In my first college relationship, after a year of possession that felt like love he said, “This is only temporary. I need some time.” I believed him. Night after night, I’d leave my door unlocked, waiting for the times when he’d crawl in the bed next to me. Most nights, he never came. And the nights he did, he was so preoccupied, so consumed with everything but loving me, that he might as well had been gone.

The summer after my freshman year in college, my mother went to visit my second stepdad in Houston. We were staying with cousins in Atlanta at the time. She grabbed her suitcase, kissed me on my forehead. On her way out, she yelled over her shoulder, “I’ll be back!!!” She never came back. She moved to Houston and came back a few weeks later, briefly, only to retrieve her things. Late one night, I packed up all my things and went to stay with my daddy because my mama had left.

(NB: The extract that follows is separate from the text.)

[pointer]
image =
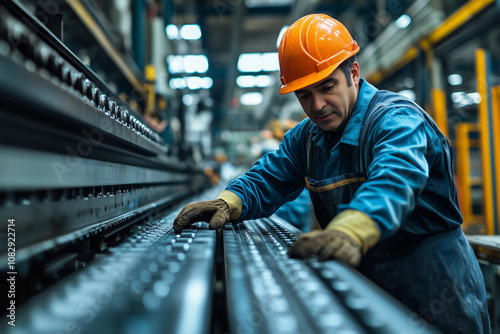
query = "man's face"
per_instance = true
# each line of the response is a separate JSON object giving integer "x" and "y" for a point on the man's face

Over Christmas this year, as I’m sitting watching the Disney Channel, “Dangerously in Love” rings on my phone. It’s my boyfriend and something is wrong. “I’m getting deployed. I’m going to Iraq.” I don’t remember much else about that night, many tears, lots of anger and the sinking familiar feeling that I had, somehow, done this before. Trying hard not to be accused of being difficult or not understanding, trying to be selfless and put someone else’s feelings ahead of my own, I tried to reason that it wasn’t like he was choosing to leave. “I’ll be back. I’m coming home.” Only time will tell if that’s true or not.

I said that all to say that I have found my greatest fear. My greatest fear is being left. Of hanging on to buoys of promises to return that do nothing but carry me further out to sea. My whole life is governed by this fear, everything I do, everything I am or everything I give or carry close, is controlled by the fear of being left. I govern my friendships by it, my relationships according to it, the intensity with which I follow my career goals is fueled by the sheer terror of somehow, even at 21, becoming that same five year old girl again sitting in a window, streams of dawn creeping across my face. I have been left so often that it seems commonplace, standard operating procedure, more so the rule than the exception. And I have so become used to it that I take very little comfort in the presence of others, hold very little stock in relationships because, as I know firsthand, they’ll end. In the most natural way, I have adapted into a creature that has mastered the art of leaving first because, after all, leaving is not the same as being left.

One thought on “Hegira

  1. My heart broke for you… and cracked a little more with each line. I know this post is years old, but the words still ring ever true for so many little girls playing dress-up in adult bodies (myself included).